MySQLoraclepostgresqlsql server

Whenever I need to check for the existence of some row in a table, I tend to write always a condition like:

SELECT a, b, c
  FROM a_table
 WHERE EXISTS
       (SELECT *  -- This is what I normally write
          FROM another_table
         WHERE another_table.b = a_table.b
       )

Some other people write it like:

SELECT a, b, c
  FROM a_table
 WHERE EXISTS
       (SELECT 1   --- This nice '1' is what I have seen other people use
          FROM another_table
         WHERE another_table.b = a_table.b
       )

When the condition is NOT EXISTS instead of EXISTS: In some occasions, I might write it with a LEFT JOIN and an extra condition (sometimes called an antijoin):

SELECT a, b, c
  FROM a_table
       LEFT JOIN another_table ON another_table.b = a_table.b
 WHERE another_table.primary_key IS NULL

I try to avoid it because I think the meaning is less clear, specially when what is your primary_key is not that obvious, or when your primary key or your join condition is multi-column (and you can easily forget one of the columns). However, sometimes you maintain code written by somebody else… and it is just there.
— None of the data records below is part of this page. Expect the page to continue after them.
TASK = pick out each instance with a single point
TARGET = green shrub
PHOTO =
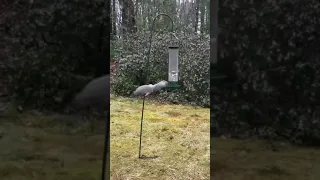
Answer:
(194, 59)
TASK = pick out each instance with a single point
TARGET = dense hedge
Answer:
(134, 70)
(270, 52)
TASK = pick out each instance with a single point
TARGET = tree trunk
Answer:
(196, 16)
(202, 14)
(114, 19)
(128, 16)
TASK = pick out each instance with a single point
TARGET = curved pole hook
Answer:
(151, 33)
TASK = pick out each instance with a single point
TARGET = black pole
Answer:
(148, 57)
(141, 126)
(106, 150)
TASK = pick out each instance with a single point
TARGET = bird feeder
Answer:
(173, 73)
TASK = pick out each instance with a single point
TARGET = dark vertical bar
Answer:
(106, 151)
(105, 62)
(141, 126)
(213, 61)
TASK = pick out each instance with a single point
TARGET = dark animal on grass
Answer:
(95, 96)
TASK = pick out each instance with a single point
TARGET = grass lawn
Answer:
(34, 146)
(254, 160)
(178, 135)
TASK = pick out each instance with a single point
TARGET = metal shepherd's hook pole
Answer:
(148, 57)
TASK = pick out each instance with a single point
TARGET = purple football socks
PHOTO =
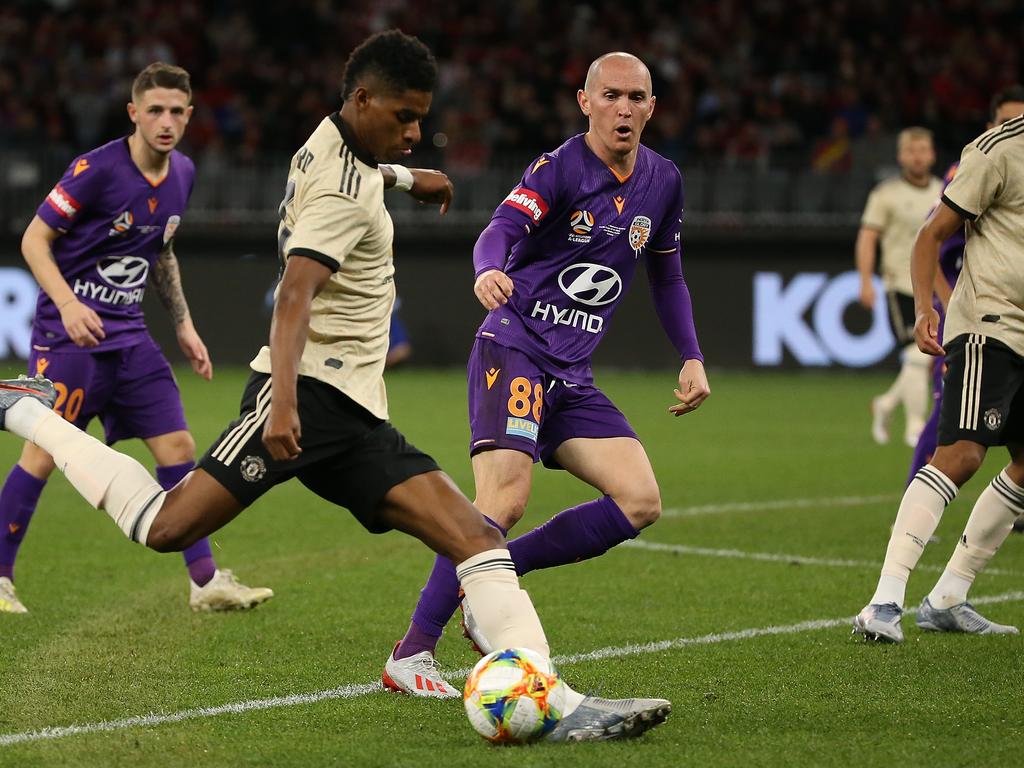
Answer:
(199, 557)
(17, 503)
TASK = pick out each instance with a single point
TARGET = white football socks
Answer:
(105, 478)
(989, 524)
(503, 610)
(924, 502)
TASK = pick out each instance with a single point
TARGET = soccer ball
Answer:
(514, 696)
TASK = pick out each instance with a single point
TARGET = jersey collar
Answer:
(348, 136)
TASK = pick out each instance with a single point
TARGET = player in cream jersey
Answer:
(891, 219)
(983, 389)
(334, 213)
(318, 415)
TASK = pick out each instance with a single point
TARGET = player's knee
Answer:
(168, 535)
(642, 506)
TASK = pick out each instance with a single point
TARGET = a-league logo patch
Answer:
(639, 233)
(253, 468)
(993, 419)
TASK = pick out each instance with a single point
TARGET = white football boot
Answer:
(880, 622)
(225, 592)
(417, 675)
(8, 598)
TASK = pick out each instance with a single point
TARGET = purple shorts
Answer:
(515, 404)
(132, 390)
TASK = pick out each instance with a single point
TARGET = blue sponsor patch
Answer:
(521, 427)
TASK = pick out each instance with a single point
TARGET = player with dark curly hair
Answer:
(314, 408)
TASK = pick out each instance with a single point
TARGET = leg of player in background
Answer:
(211, 588)
(933, 488)
(914, 390)
(17, 504)
(928, 440)
(999, 505)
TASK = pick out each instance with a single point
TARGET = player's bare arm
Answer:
(82, 324)
(493, 288)
(428, 185)
(693, 388)
(303, 279)
(864, 251)
(167, 279)
(924, 266)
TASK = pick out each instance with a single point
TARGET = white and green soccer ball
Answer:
(514, 695)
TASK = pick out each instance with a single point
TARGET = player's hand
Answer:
(432, 186)
(82, 324)
(926, 333)
(194, 349)
(493, 288)
(693, 388)
(867, 295)
(282, 432)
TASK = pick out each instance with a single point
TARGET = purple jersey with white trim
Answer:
(587, 229)
(951, 250)
(114, 223)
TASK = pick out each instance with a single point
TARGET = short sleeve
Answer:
(667, 238)
(327, 228)
(876, 214)
(977, 183)
(78, 189)
(535, 196)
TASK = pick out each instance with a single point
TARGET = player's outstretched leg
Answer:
(924, 502)
(430, 507)
(946, 607)
(210, 588)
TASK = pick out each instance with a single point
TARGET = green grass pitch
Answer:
(110, 635)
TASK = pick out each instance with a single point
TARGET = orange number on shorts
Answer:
(519, 404)
(72, 399)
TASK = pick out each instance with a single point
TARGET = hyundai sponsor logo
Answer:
(806, 317)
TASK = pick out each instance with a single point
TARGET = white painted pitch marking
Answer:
(681, 549)
(361, 689)
(766, 506)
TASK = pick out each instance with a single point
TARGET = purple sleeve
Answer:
(77, 189)
(672, 302)
(495, 244)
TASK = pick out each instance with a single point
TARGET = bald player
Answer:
(551, 267)
(892, 216)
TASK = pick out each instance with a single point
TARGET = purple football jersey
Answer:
(588, 228)
(114, 223)
(951, 250)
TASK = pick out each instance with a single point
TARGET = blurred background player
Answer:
(315, 406)
(109, 221)
(399, 348)
(551, 267)
(892, 216)
(1005, 105)
(983, 398)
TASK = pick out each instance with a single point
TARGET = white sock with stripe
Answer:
(924, 502)
(105, 478)
(503, 610)
(989, 524)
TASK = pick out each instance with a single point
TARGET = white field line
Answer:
(360, 689)
(767, 506)
(681, 549)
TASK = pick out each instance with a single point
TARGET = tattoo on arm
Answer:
(167, 279)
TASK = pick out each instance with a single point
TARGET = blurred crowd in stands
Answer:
(762, 83)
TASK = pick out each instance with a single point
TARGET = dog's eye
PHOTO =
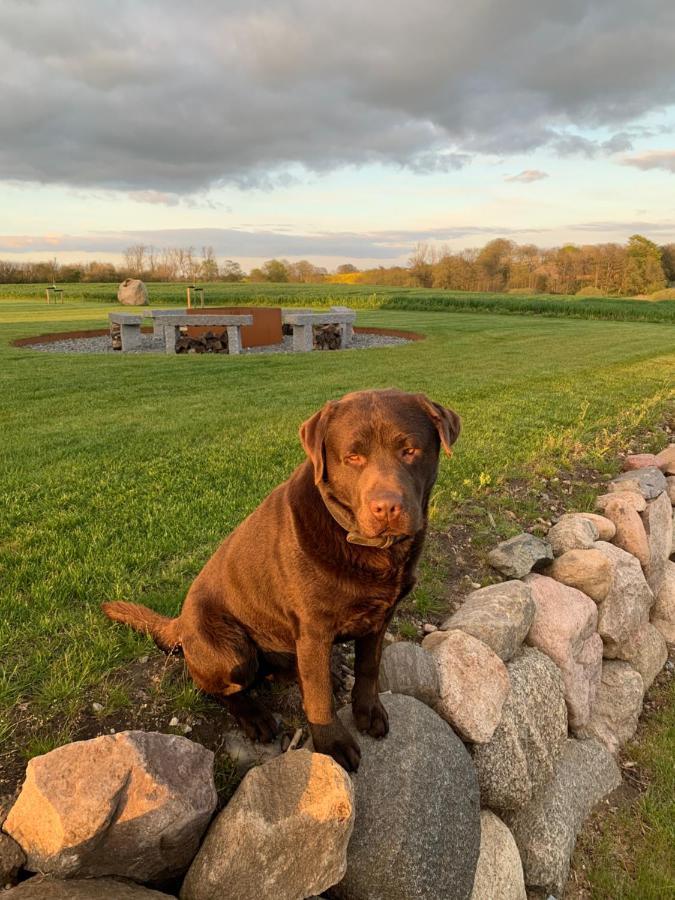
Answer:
(354, 459)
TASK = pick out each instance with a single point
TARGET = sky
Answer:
(333, 131)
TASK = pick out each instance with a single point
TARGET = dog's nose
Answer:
(387, 507)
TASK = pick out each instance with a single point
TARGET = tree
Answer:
(231, 271)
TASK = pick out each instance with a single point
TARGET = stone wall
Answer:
(505, 724)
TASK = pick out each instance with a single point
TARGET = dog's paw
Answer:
(371, 719)
(334, 740)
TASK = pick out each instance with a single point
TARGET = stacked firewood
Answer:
(327, 337)
(116, 336)
(207, 343)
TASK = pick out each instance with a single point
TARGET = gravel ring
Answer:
(152, 344)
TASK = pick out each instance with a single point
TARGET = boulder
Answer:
(12, 859)
(586, 570)
(630, 532)
(663, 610)
(626, 607)
(545, 830)
(133, 804)
(47, 888)
(651, 481)
(417, 829)
(572, 532)
(132, 292)
(605, 526)
(521, 755)
(633, 497)
(658, 524)
(670, 488)
(639, 461)
(665, 460)
(617, 707)
(519, 555)
(409, 669)
(473, 683)
(499, 615)
(648, 654)
(284, 833)
(500, 872)
(564, 628)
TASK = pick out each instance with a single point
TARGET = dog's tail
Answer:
(164, 631)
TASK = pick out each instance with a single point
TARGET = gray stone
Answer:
(499, 875)
(43, 887)
(648, 654)
(546, 829)
(521, 755)
(617, 707)
(626, 607)
(132, 292)
(407, 668)
(12, 859)
(499, 615)
(417, 830)
(284, 833)
(519, 555)
(133, 804)
(658, 523)
(572, 533)
(663, 610)
(651, 481)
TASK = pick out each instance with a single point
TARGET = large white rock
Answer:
(133, 804)
(284, 833)
(617, 707)
(626, 607)
(499, 615)
(564, 628)
(473, 683)
(499, 873)
(132, 292)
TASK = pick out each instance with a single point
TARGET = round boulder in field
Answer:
(132, 292)
(417, 828)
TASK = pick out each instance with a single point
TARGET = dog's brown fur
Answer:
(287, 584)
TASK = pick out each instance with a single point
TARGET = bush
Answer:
(590, 292)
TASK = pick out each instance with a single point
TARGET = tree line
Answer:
(638, 267)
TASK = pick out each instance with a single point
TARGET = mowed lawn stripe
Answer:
(121, 475)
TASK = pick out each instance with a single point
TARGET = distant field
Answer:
(371, 297)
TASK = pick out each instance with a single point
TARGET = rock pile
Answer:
(518, 704)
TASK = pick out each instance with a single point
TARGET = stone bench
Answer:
(303, 321)
(172, 322)
(130, 329)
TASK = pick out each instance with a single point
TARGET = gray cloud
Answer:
(527, 176)
(385, 245)
(173, 97)
(653, 159)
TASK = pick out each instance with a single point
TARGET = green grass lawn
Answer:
(120, 475)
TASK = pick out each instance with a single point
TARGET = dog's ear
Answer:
(313, 437)
(446, 421)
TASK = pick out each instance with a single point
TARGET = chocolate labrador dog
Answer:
(324, 558)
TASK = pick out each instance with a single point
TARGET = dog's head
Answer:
(375, 454)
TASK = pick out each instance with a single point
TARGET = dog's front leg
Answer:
(329, 735)
(369, 713)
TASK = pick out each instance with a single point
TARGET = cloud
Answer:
(172, 97)
(234, 242)
(652, 159)
(527, 176)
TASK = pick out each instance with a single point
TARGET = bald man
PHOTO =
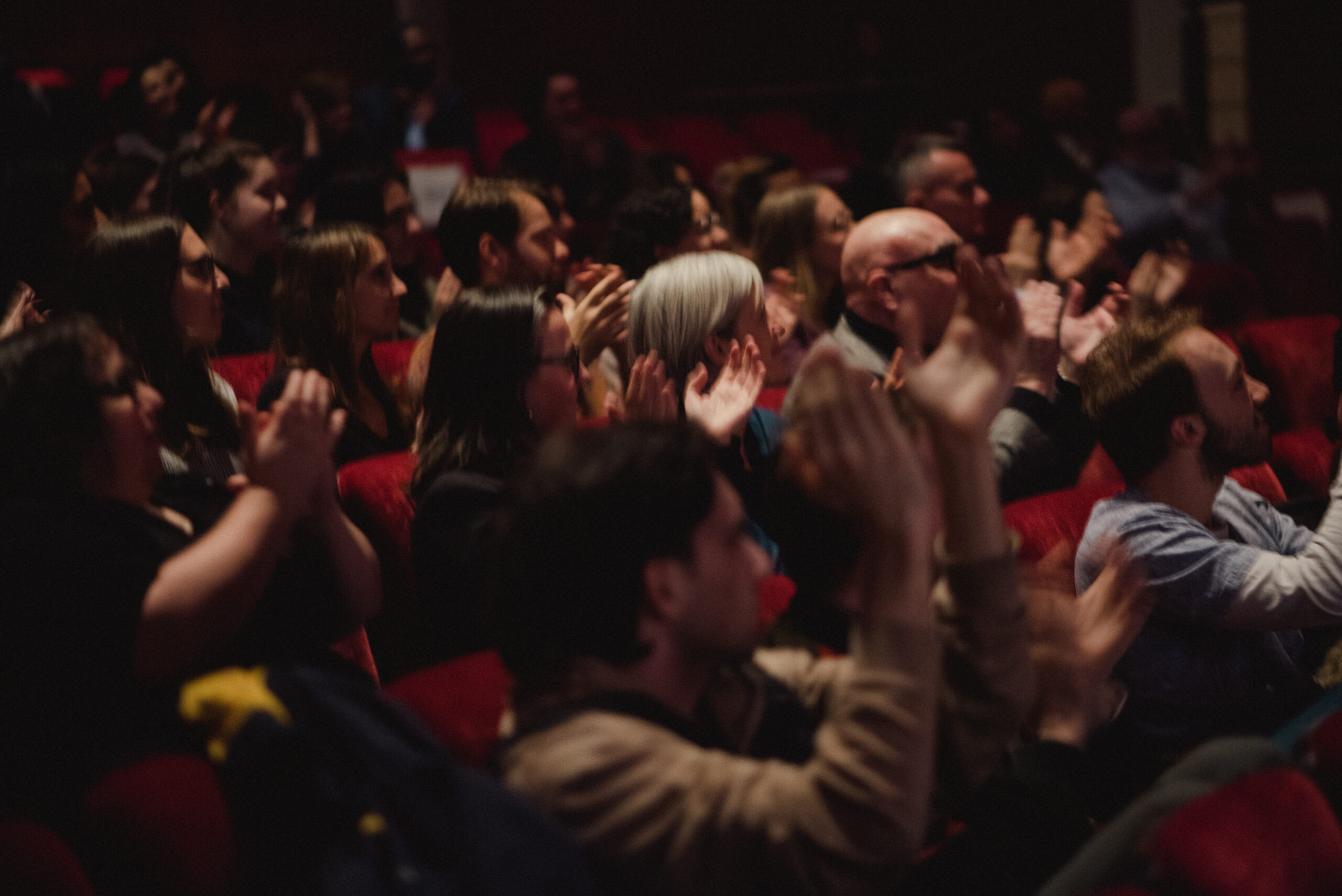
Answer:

  1. Is there any difference (other than style) to use SELECT 1 instead of SELECT *?
    Is there any corner case where it does not behave the same way?

  2. Although what I wrote is (AFAIK) standard SQL: Is there such a difference for different databases / older versions?

  3. Is there any advantage on explicity writing an antijoin?
    Do contemporary planners/optimizers treat it differently from the NOT EXISTS clause?

Best Answer

No, there is no difference in efficiency between (NOT) EXISTS (SELECT 1 ...) and (NOT) EXISTS (SELECT * ...) in all major DBMS. I've often seen (NOT) EXISTS (SELECT NULL ...) being used as well.

In some you can even write (NOT) EXISTS (SELECT 1/0 ...) and the result is the same - without any (division by zero) error, which proves that the expression there is not even evaluated.


About the LEFT JOIN / IS NULL antijoin method, a correction: this is equivalent to NOT EXISTS (SELECT ...).

In this case, NOT EXISTS vs LEFT JOIN / IS NULL, you may get different execution plans. In MySQL for example and mostly in older versions (before 5.7) the plans would be fairly similar but not identical. The optimizers of other DBMS (SQL Server, Oracle, Postgres, DB2) are - as far as I know - more or less capable of rewriting these 2 methods and considering the same plans for both. Still, there is no such guarantee and when doing optimization, it is good to check the plans from different equivalent rewrites as there could be cases that each optimizer doesn't rewrite (eg. complex queries, with many joins and/or derived tables / subqueries inside the subquery, where conditions from multiple tables, composite columns used in the joining conditions) or the optimizer choices and plans are affected differently by the available indexes, settings, etc.

Also note that USING cannot be used in all DBMS (SQL Server for example). The more common JOIN ... ON works everywhere.
And the columns needs to be prefixed with the table name/alias in the SELECT to avoid errors/ambiguities when we have joins.
I also usually prefer to put the joined column in the IS NULL check (although the PK or any non-nullable column would be OK, it might be useful for efficiency when the plan for LEFT JOIN uses a non-clustered index):

SELECT a_table.a, a_table.b, a_table.c
  FROM a_table
       LEFT JOIN another_table 
           ON another_table.b = a_table.b
 WHERE another_table.b IS NULL ;

There is also a third method for antijoins, using NOT IN but this has different semantics (and results!) if the column of the inside table is nullable. It can be used though by excluding the rows with NULL, making the query equivalent to the previous 2 versions:

SELECT a, b, c
  FROM a_table
 WHERE a_table.b NOT IN 
       (SELECT another_table.b
          FROM another_table
         WHERE another_table.b IS NOT NULL
       ) ;

This also usually yields similar plans in most DBMS.